29 setembro 2020

Do conhecimento da vida (e do corpo) pelos sinais

Disclaimer: este post pode ter uma certa quantidade de lugares-comuns revestidos de um certo dramatismo.

Nos últimos meses fui confrontado com dois casos de cancro em crianças e um caso num bebé. Com excepção desta última situação (sou amigo da mãe e da sua família) não conheço as crianças nem os Pais, apenas alguns avós. Há uns meses, rapaz da minha idade, de quem não era amigo próximo mas que conhecia há muitos anos, morreu com um tumor cerebral. Um destes dias soube também que um parente, poucos anos mais velho do que eu, sofria do mesmo mal. Só falo do que se passou nestes últimos meses, não há necessidade de encontrar outros exemplos de um passado mais ou menos recente.

Estou, por motivos puramente preventivos, numa altura de exames médicos. Talvez esteja tudo óptimo, talvez um dos exames ou das análises revele um parâmetro ligeiramente deslocado, algo que, não sendo preocupante, indique uma necessidade de atenção. 

Entre o parágrafo dos dramas e o parágrafo de uma certa normalidade há um ponto comum, que não é a senilidade insensível de quem os escreve. Tanto o sufoco de quem vê um filho, ou se vê a si próprio, diagnosticado com uma doença grave como os resultados de análises triviais têm uma importância que não é despicienda e que os une: os sinais. Nada como lembrar Rui Veloso a cantar Carlos Tê: Que adianta saber as marés / Os frutos e as sementeiras / Tratar por tu os ofícios / Entender o suão e os animais / Falar o dialecto da terra / Conhecer-lhe o corpo pelos sinais. 
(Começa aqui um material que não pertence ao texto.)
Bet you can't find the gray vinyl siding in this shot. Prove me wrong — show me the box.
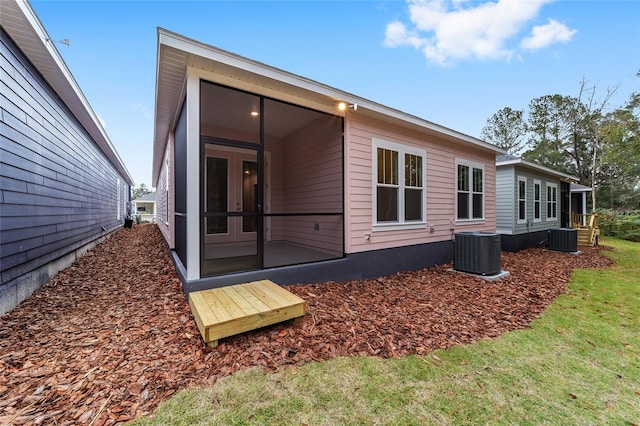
[496,166,517,233]
[496,165,560,235]
[0,30,130,285]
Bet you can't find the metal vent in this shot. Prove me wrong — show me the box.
[453,232,501,275]
[548,228,578,252]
Em virtude de ser presidente de uma associação que lida com crianças com cancro, e de ser quase presidente de uma confederação mundial de associações semelhantes, o tema cancro pediátrico entra-me pelo computador todos os dias: um artigo que é preciso escrever, uma conferência via zoom, um texto científico para ler, um plano estratégico, sei lá mais o quê. Há uma altura a partir da qual o tema, apesar de todo o seu dramatismo, se torna excessivamente científico, árido, estatístico, racionalmente sofredor. São números, gráficos com tendências, referências a medicamentos ou a formas de cancro; não são rostos familiares, sofrimentos aos quais possa atribuir um rosto ou um nome. Saber que um bebé, que esteve em minha casa há pouco tempo e por cuja mãe tenho ternura e amizade, tem um neuroblastoma, dá forma humana à aridez dos documentos ou das estatísticas. É, de certa forma, o rosto de todos os rostos que não consigo ver.   
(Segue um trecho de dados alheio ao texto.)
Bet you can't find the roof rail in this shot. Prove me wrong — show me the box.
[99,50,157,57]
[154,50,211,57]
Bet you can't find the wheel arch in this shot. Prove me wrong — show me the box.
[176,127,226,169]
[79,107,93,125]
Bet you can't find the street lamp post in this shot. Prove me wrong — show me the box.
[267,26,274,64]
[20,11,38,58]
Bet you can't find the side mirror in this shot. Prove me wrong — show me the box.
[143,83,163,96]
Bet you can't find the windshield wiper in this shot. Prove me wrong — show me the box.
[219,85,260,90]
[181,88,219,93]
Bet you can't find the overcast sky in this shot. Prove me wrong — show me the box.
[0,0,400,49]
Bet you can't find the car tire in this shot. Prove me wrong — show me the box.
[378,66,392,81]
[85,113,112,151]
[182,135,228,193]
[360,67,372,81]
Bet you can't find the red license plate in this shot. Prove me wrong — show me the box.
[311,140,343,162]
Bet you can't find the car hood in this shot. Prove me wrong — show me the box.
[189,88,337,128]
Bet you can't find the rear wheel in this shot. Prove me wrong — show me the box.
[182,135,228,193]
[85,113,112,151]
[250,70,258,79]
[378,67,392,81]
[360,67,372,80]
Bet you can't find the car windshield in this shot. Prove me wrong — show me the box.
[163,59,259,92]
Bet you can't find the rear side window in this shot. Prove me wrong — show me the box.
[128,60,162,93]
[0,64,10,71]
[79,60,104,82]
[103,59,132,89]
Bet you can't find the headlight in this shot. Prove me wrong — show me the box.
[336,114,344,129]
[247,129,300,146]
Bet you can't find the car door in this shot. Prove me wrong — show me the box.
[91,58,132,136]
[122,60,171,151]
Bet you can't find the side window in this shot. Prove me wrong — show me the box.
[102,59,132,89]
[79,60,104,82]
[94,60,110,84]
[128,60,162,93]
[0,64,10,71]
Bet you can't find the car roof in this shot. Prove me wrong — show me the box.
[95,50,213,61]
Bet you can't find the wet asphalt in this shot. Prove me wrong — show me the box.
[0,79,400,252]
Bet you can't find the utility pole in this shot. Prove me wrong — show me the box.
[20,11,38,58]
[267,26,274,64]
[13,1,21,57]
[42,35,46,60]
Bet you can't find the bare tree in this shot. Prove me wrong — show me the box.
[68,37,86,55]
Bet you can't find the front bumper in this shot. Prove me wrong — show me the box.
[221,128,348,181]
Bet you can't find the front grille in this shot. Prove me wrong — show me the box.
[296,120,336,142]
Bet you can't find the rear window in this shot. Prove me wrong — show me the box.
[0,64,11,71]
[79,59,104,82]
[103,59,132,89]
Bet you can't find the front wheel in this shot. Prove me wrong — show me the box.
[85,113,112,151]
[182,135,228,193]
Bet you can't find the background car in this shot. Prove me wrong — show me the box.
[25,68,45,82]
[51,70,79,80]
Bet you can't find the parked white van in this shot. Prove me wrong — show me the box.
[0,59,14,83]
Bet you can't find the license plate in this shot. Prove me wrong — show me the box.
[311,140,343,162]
A vida dá-nos sinais: é o caminho árduo de um parente a 10 anos de cumprir a esperança de vida estatística, é o diagnóstico de cancro em crianças, é uma análise fora do intervalo recomendado para pessoas saudáveis da minha idade. São sinais de tudo: da fragilidade da vida, da necessidade de uma certa auto-vigilância (vigiai, porque não sabeis o dia nem a hora, diz a Bíblia) da responsabilidade para com os outros, para que não desapareçamos com a casa (uma metáfora para a nossa existência) por arrumar, a meio de quezílias recorrentes, de zangas antigas, de relações cortadas. Para que não desperdicemos a vida, cuja duração nos é (quase) totalmente imprevisível, em inutilidades.  
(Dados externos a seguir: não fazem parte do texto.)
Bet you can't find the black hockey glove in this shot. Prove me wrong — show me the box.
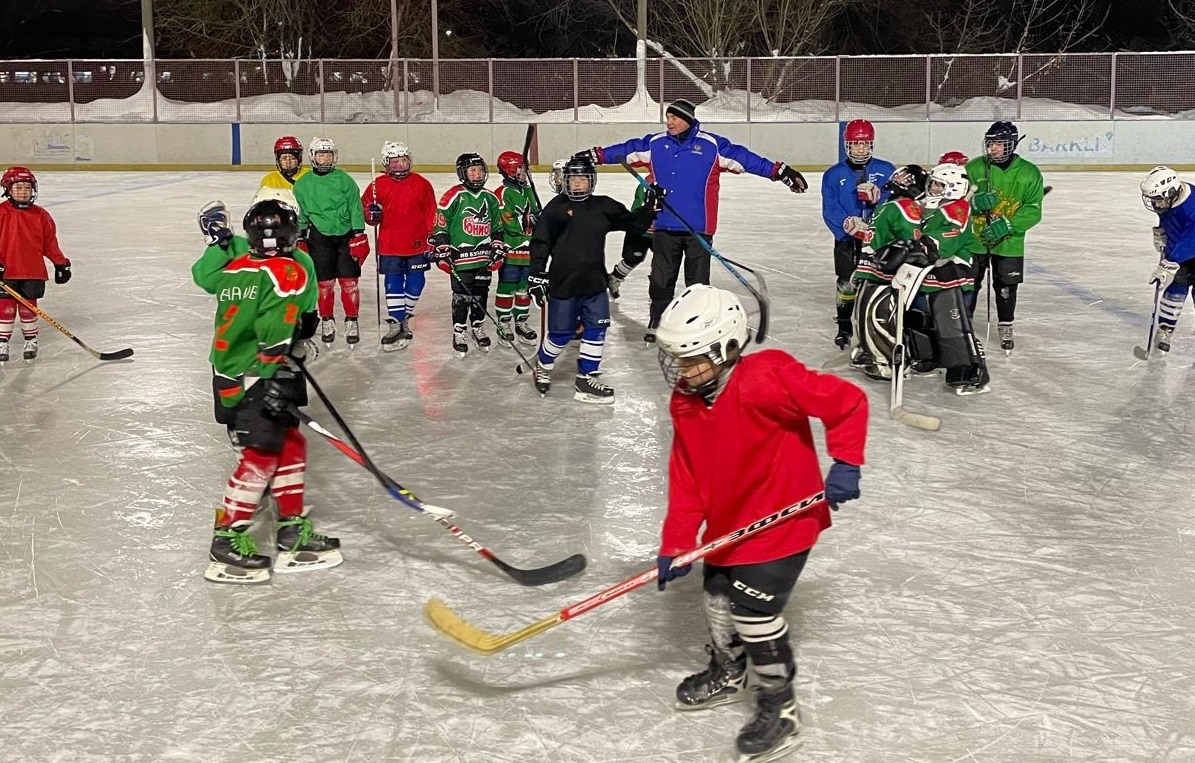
[527,273,547,307]
[772,161,809,194]
[262,366,296,419]
[200,201,232,249]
Todo este post se reveste, seguramente, de um grande lugar-comum, de frases já batidas ou de pensamentos que ficam ocos se não forem recheados com acções. É verdade. Porém, se eu escrever sobre este tema é porque pensei sobre este tema, e talvez isso se torne em acção. Se assim não for, Sartre não tinha razão: o inferno não são os outros.